La sentenza della Corte europea del 2009 ha riconosciuto tutti i possibili danni derivati dalla vicenda di Punta Perotti. E dunque la Cassazione ribadisce che ai costruttori non spetta più nulla, liberando così il Comune di Bari (ma anche la Regione e il ministero della Cultura) da ogni ulteriore onere. Le decisioni gemelle con cui ieri la Terza sezione ha ribaltato il verdetto della Corte d’appello di Bari sulle richieste di Mabar e Sud Fondi chiude, a quasi vent’anni dall’abbattimento, il caso dell’ecomostro sul lungomare.

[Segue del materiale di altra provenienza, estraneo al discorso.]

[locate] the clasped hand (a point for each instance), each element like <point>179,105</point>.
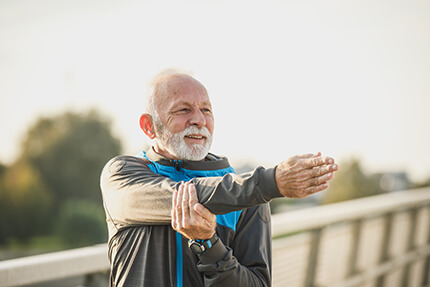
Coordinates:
<point>189,217</point>
<point>303,175</point>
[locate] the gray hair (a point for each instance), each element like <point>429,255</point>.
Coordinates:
<point>157,83</point>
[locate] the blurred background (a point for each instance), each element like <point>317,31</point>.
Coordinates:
<point>347,78</point>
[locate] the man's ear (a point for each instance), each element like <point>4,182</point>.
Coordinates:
<point>146,125</point>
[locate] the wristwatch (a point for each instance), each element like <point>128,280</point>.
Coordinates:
<point>200,247</point>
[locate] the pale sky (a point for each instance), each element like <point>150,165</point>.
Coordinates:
<point>347,78</point>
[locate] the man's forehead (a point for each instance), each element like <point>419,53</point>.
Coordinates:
<point>183,90</point>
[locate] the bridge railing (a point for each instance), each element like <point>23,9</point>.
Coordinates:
<point>381,240</point>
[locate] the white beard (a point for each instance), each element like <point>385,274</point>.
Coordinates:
<point>175,143</point>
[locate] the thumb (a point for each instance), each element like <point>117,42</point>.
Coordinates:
<point>203,211</point>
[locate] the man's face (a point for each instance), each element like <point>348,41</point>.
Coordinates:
<point>185,126</point>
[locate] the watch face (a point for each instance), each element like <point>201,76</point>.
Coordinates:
<point>196,248</point>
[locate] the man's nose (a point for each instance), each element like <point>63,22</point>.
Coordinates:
<point>198,119</point>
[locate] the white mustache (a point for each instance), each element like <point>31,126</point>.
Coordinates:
<point>192,130</point>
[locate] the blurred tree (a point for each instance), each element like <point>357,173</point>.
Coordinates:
<point>350,182</point>
<point>69,151</point>
<point>82,223</point>
<point>25,203</point>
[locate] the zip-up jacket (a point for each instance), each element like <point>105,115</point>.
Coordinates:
<point>145,251</point>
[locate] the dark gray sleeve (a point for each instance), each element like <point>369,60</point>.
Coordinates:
<point>237,191</point>
<point>248,261</point>
<point>133,194</point>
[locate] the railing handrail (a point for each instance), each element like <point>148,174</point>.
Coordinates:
<point>319,216</point>
<point>57,265</point>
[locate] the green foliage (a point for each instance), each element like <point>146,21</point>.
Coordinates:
<point>54,185</point>
<point>25,203</point>
<point>69,151</point>
<point>350,182</point>
<point>82,223</point>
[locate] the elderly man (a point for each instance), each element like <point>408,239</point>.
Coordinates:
<point>178,215</point>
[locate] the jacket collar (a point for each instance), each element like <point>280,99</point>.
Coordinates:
<point>211,162</point>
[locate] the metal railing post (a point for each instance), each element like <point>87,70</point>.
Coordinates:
<point>355,245</point>
<point>385,245</point>
<point>426,270</point>
<point>411,243</point>
<point>313,257</point>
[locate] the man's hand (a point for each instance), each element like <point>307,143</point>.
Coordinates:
<point>304,175</point>
<point>189,217</point>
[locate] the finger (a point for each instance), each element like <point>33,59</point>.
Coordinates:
<point>185,204</point>
<point>173,210</point>
<point>316,161</point>
<point>315,189</point>
<point>192,194</point>
<point>321,170</point>
<point>203,212</point>
<point>307,155</point>
<point>178,206</point>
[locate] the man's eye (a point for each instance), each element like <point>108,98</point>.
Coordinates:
<point>182,111</point>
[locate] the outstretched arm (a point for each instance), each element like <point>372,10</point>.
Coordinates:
<point>133,194</point>
<point>219,264</point>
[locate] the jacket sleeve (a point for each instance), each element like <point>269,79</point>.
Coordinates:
<point>248,261</point>
<point>133,194</point>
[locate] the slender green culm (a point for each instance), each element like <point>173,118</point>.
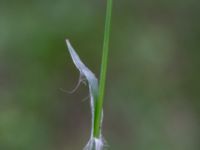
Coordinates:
<point>96,141</point>
<point>99,103</point>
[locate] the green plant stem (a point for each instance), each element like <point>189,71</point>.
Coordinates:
<point>99,103</point>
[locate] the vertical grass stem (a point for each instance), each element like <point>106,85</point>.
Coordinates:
<point>99,103</point>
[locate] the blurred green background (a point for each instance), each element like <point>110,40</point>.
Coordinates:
<point>153,83</point>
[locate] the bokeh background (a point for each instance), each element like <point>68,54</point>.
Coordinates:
<point>153,87</point>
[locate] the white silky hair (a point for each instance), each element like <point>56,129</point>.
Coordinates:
<point>87,75</point>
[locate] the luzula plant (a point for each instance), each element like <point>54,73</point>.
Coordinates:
<point>96,141</point>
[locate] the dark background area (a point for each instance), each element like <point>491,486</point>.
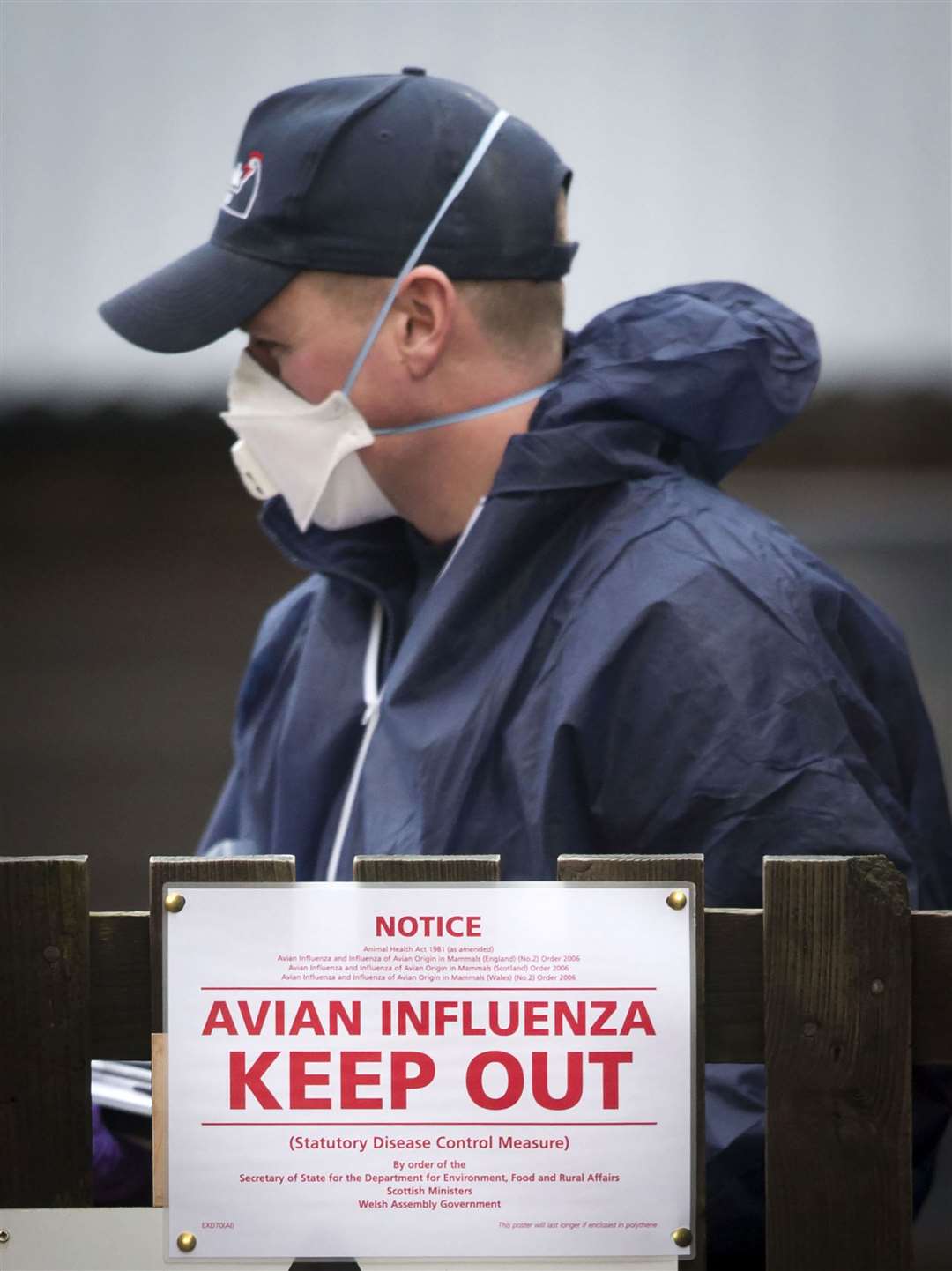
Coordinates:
<point>137,576</point>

Nel 2022 i giudici di appello avevano stabilito che alla società della famiglia Andidero spettassero altri 1,3 milioni (2,5 con rivalutazione e interessi) per tutti i danni non coperti dalla pronuncia della Cedu, che aveva riconosciuto 49 milioni alle tre imprese (c’erano anche Sud Fondi dei Matarrese e Iema). In senso analogo a settembre 2023 i giudici si erano pronunciati per la Sud Fondi, cui erano stati assegnati 8,7 milioni (11 con gli interessi). Le due imprese, con un percorso analogo ma argomentazioni diverse avevano sostenuto che dalla pronuncia di Strasburgo mancassero alcune voci, ad esempio i costi di progettazione, le tasse e la mancata rivalutazione del valore dei suoli (confiscati e poi restituiti) su cui erano stati costruiti i palazzi. Il Comune era insomma esposto per circa 14 milioni che aveva proceduto ad accantonare in bilancio.

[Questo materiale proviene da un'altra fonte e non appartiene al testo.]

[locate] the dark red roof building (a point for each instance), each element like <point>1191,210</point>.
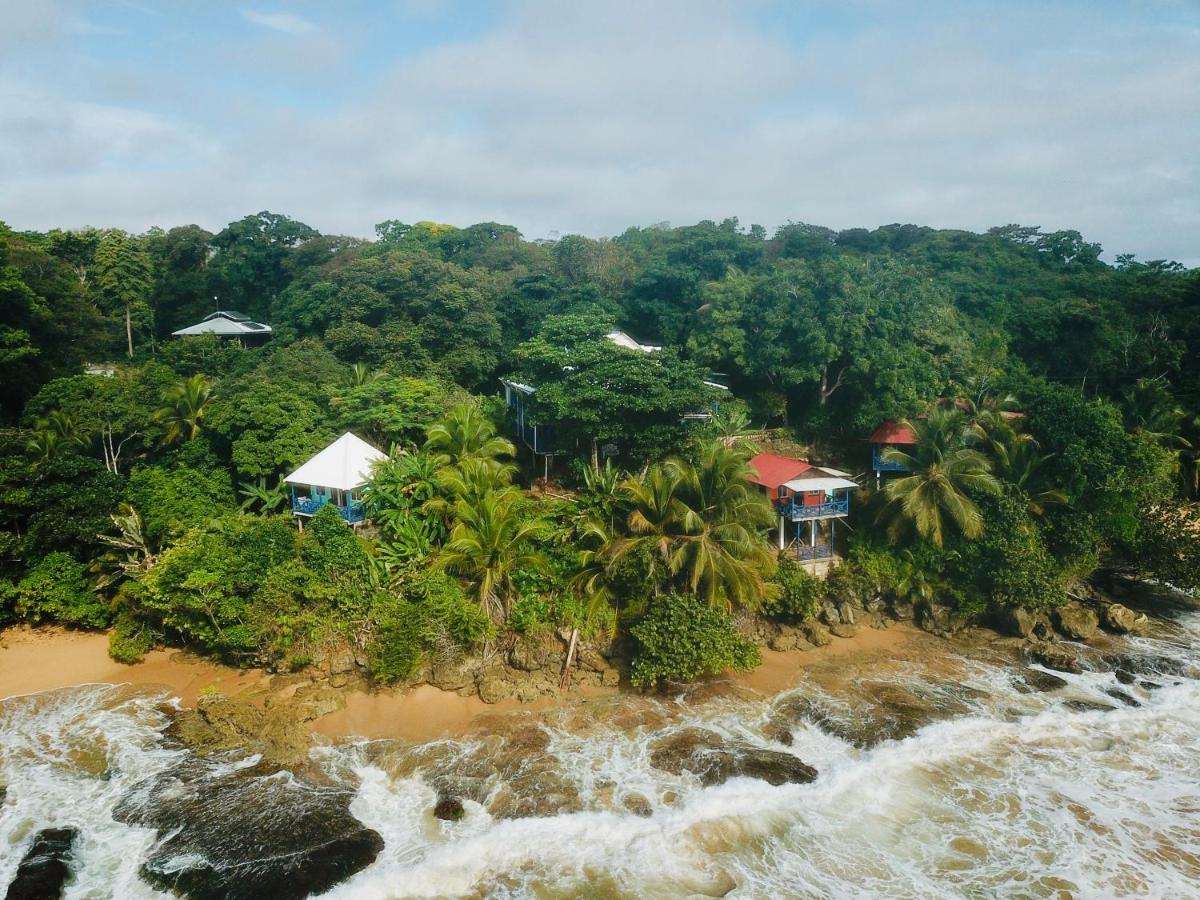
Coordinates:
<point>774,471</point>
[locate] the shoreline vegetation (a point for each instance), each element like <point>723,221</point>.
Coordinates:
<point>604,520</point>
<point>34,660</point>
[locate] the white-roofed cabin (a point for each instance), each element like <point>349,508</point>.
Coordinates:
<point>336,477</point>
<point>228,323</point>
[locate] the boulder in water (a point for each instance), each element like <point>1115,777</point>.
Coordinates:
<point>1035,679</point>
<point>1122,619</point>
<point>247,834</point>
<point>46,868</point>
<point>449,809</point>
<point>1055,657</point>
<point>1077,621</point>
<point>714,761</point>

La Cassazione, accogliendo i ricorsi di Regione (con il professor Ugo Patroni Griffi), Comune di Bari (Giorgio Costantino, Nino Matassa, Eugenio Mangone) e ministero, ha invece detto l’esatto contrario con motivazioni polemica sia nei confronti dei costruttori (accusati - nemmeno tanto velatamente - di aver «nascosto» alcuni documenti) sia dei consulenti tecnici del collegio di appello. Non è infatti usuale che in una sentenza di legittimità venga pubblicata una tabella di confronto per dimostrare che le voci di danno liquidate dalla Cedu erano già coperte.

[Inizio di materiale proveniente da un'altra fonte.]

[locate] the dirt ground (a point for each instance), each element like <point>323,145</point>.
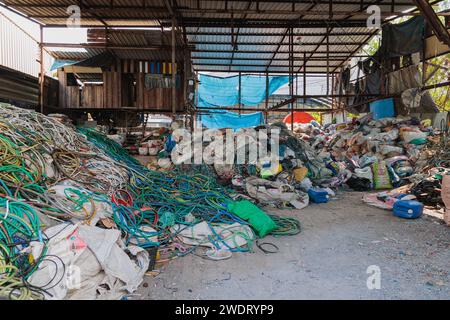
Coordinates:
<point>327,260</point>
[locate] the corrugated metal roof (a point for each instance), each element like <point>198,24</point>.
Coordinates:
<point>210,27</point>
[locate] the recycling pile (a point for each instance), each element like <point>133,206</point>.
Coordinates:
<point>78,215</point>
<point>400,153</point>
<point>281,180</point>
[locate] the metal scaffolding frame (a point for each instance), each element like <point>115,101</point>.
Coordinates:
<point>264,36</point>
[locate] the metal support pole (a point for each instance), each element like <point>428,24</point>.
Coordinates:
<point>424,61</point>
<point>42,71</point>
<point>304,76</point>
<point>328,61</point>
<point>266,114</point>
<point>291,73</point>
<point>174,70</point>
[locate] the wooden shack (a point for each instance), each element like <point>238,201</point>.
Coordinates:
<point>119,78</point>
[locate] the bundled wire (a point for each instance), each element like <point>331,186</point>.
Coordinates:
<point>39,157</point>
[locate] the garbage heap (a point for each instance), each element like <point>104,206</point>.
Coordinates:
<point>402,153</point>
<point>81,219</point>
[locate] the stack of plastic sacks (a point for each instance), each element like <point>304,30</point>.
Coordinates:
<point>376,154</point>
<point>280,180</point>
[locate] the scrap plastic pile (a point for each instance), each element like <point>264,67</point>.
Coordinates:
<point>363,154</point>
<point>77,213</point>
<point>280,180</point>
<point>400,153</point>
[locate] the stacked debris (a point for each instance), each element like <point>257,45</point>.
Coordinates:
<point>278,179</point>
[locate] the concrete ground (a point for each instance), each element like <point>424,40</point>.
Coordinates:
<point>327,260</point>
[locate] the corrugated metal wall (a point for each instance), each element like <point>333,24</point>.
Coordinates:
<point>18,51</point>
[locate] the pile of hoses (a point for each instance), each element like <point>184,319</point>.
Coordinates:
<point>38,155</point>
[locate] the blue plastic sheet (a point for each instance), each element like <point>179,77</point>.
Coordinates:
<point>226,119</point>
<point>224,92</point>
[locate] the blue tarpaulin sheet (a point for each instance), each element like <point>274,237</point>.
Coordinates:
<point>224,92</point>
<point>226,119</point>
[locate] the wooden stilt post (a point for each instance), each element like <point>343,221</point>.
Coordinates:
<point>174,71</point>
<point>42,71</point>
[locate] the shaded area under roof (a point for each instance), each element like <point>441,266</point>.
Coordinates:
<point>233,35</point>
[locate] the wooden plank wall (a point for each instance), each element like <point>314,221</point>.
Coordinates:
<point>156,98</point>
<point>69,96</point>
<point>117,90</point>
<point>92,96</point>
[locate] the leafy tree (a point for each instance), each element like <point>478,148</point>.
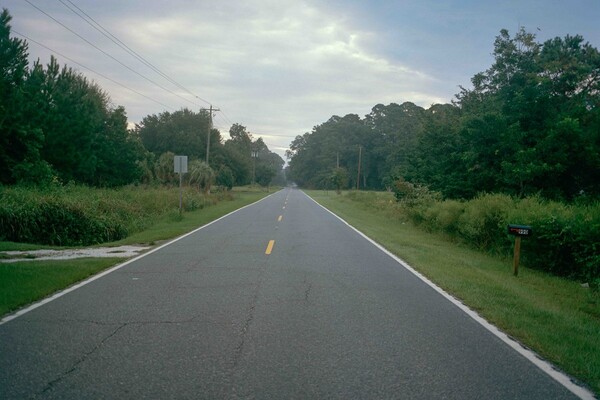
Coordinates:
<point>339,179</point>
<point>180,132</point>
<point>201,174</point>
<point>20,143</point>
<point>225,177</point>
<point>164,169</point>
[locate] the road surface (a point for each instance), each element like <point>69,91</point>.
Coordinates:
<point>280,300</point>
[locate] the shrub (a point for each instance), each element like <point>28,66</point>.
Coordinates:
<point>80,216</point>
<point>565,240</point>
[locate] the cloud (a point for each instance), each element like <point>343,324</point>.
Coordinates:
<point>277,67</point>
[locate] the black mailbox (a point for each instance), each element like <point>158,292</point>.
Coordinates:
<point>519,230</point>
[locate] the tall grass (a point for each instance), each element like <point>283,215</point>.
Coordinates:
<point>565,241</point>
<point>77,215</point>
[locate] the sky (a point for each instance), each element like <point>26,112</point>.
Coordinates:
<point>281,67</point>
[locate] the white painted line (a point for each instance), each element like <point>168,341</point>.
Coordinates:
<point>542,364</point>
<point>70,289</point>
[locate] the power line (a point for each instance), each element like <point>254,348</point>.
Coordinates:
<point>96,25</point>
<point>91,70</point>
<point>107,54</point>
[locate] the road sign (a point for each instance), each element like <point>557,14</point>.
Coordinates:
<point>180,164</point>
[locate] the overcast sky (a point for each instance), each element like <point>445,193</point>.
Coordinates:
<point>281,67</point>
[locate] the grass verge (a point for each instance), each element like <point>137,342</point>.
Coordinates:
<point>25,282</point>
<point>555,317</point>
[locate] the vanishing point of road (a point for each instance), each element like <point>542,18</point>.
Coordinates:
<point>279,300</point>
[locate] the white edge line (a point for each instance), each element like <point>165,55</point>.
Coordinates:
<point>57,295</point>
<point>542,364</point>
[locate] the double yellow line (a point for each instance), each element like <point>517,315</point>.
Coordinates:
<point>272,242</point>
<point>270,247</point>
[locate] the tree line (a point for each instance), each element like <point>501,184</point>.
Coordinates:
<point>530,125</point>
<point>57,126</point>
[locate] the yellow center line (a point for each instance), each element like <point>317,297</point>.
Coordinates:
<point>270,247</point>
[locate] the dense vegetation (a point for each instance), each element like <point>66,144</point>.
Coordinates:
<point>73,215</point>
<point>566,237</point>
<point>530,125</point>
<point>58,127</point>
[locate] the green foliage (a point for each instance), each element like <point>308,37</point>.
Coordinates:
<point>339,179</point>
<point>565,238</point>
<point>225,177</point>
<point>529,125</point>
<point>201,174</point>
<point>75,215</point>
<point>56,125</point>
<point>181,132</point>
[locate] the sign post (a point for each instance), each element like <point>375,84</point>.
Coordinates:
<point>180,168</point>
<point>518,231</point>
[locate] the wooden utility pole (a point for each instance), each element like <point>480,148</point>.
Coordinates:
<point>359,159</point>
<point>209,129</point>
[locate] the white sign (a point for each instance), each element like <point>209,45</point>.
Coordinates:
<point>181,164</point>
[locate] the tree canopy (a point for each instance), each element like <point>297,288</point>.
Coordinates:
<point>57,126</point>
<point>530,124</point>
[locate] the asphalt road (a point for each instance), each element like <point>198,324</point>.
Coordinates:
<point>325,315</point>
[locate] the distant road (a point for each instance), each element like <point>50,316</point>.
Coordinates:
<point>280,300</point>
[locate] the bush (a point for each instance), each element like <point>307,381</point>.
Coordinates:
<point>80,216</point>
<point>565,240</point>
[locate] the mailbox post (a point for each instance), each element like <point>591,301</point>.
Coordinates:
<point>518,231</point>
<point>180,167</point>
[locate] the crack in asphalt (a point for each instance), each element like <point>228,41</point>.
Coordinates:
<point>65,374</point>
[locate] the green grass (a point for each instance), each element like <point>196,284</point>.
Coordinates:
<point>556,317</point>
<point>173,224</point>
<point>24,282</point>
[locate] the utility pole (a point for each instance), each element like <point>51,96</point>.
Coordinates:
<point>359,159</point>
<point>209,129</point>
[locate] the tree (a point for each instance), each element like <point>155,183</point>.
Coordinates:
<point>20,142</point>
<point>339,179</point>
<point>201,174</point>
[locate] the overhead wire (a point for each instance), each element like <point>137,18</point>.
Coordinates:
<point>108,55</point>
<point>91,70</point>
<point>105,32</point>
<point>96,25</point>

Se insomma qualcosa voce manca, è perché la Cedu ha ritenuto che non fosse da pagare. « Il giudice nazionale», è detto in sentenza - «non poteva accogliere la domanda di risarcimento proposta dinanzi a lui dalla Mabar, perché così facendo ha inammissibilmente riesaminato e ribaltato le statuizioni di rigetto contenute nella sentenza della Corte Edu». Il ragionamento suona così: la decisione di Strasburgo «non ha lasciato “danni differenziali” di cui la Mabar possa chiedere il ristoro al giudice nazionale», ma anche se non fosse così ormai non c’è più niente da fare, perché ai Tribunali italiani non è consentito riaprire una vicenda già decisa a un piano più alto. «Deve concludersi che quella sentenza abbia voluto liquidare tutti i danni ritenuti provati, e rigettare la domanda di risarcimento dei danni ritenuti non provati o, se provati, non causalmente dipendenti dalla confisca. Se poi tale decisione fu equa od iniqua, esaustiva od inesaustiva, coerente od incoerente con le prove offerte, non è questione che il giudice nazionale possa sindacare senza violare il giudicato sovranazionale e senza minare lo stesso rapporto tra le due Corti».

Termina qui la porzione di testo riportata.